The use of mercury in artisanal mining to maximize gold recovery among small scale miners in parts of South America continues to attract international attention in the face of an absence of legal restraints and actual enforcement regimes.
The problem, it seems, has reached a level of concern, sufficiently disturbing, to cause it to get the attention of the United Nations. While the profligate use of mercury is known to be prevalent mostly across poor countries in South America, Bolivia is increasingly being fingered as one of the highest on the list of hemispheric offenders. Reportedly, one of the few countries on the continent that is yet to ban the importation of the lethal chemical, sections of the gold mining sector are believed to openly facilitate its use in illegal mining.
An October 2022 UN report drew particular attention to the country’s high rate of mercury use and its profligate distribution, its application in gold recovery resulting in the pollution of entire watersheds and the poisoning of animals and members of indigenous communities. While some Bolivian government officials have reportedly called for a ban on the importation of mercury, its role as an agent in optimizing gold recovery, particularly among small scale miners in the country, makes an effective ban difficult to enforce. To make matters worse, the Bolivian gold mining sector is reportedly replete with illegal operations that are not the subject of any official oversight. It is the priority that the miners, including large numbers of Bolivia’s impoverished, place on earnings from gold mining that mostly drives the proliferation of mercury use in the sector. Mercury has long been confirmed as a chemical element which, when inhaled can inflict permanent brain and lung damage. In Bolivia and elsewhere in South America, children who are part of gold recovery operations reportedly have ready access to mercury.
While the affliction rate is usually highest among persons working with the chemical, since it serves as particularly useful in separating gold from other particles, mercury has been known to claim victims who live in proximity to mining sites where it is used. Mercury also spreads through watersheds, eventually seeping into rivers where fish and other freshwater animals absorb it, thereby compromising the food chain. While some countries in South America have banned mercury imports, its popularity in the gold-mining sector has given rise to illegal importation and a consequential black market regime on which sales thrive.

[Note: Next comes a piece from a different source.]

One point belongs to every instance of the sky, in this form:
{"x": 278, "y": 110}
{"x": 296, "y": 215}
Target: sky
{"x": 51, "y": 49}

In Brazil, the mining of gold in some hard-to-reach locations in the Amazon reportedly places restraints on mercury imports, notwithstanding existing customs regulations that govern the importation of the substance, including the requirement of a permit that governs the use of mercury in the gold mining sector. Here in Guyana, while the government has continually railed against the use of mercury in gold mining, failure to access the furthest reaches of the country’s vast gold-bearing interior locations has meant that it is difficult, if not impossible, for any clear determination to be arrived at in the matter of the extent of mercury use in artisanal mining. Back in 2017, government had launched the ‘El Dorado’ project, designed to eliminate mercury use in small-scale artisanal gold-mining which benefitted from funding provided by Conservation International and UN Environment. Little, however, is known about the application of the initiative and the extent to which it impacted the use of mercury in artisanal mining. Back in August this year, the Guyana Geology & Mines Commission made what was no more than a passing reference to its role in “strengthening the enabling framework for………..mercury reduction in small scale gold mining” though prohibition of the chemical’s use in the sector has not been known to be an issue that has come under the strictest scrutiny by the state agency.
Reportedly, in an effort to help combat the problem within this important sector of its economy, Guyana has launched a new effort to eliminate mercury use from small-scale artisanal gold mining. The new project, backed by the Global Environment Facility and other partners, including Conservation International and UN Environment, will assist Guyana with converting to mercury free mining by 2025. It plans to do this by involving business enterprises in the supply chain that will produce and market responsibly mined mercury-free gold from El Dorado.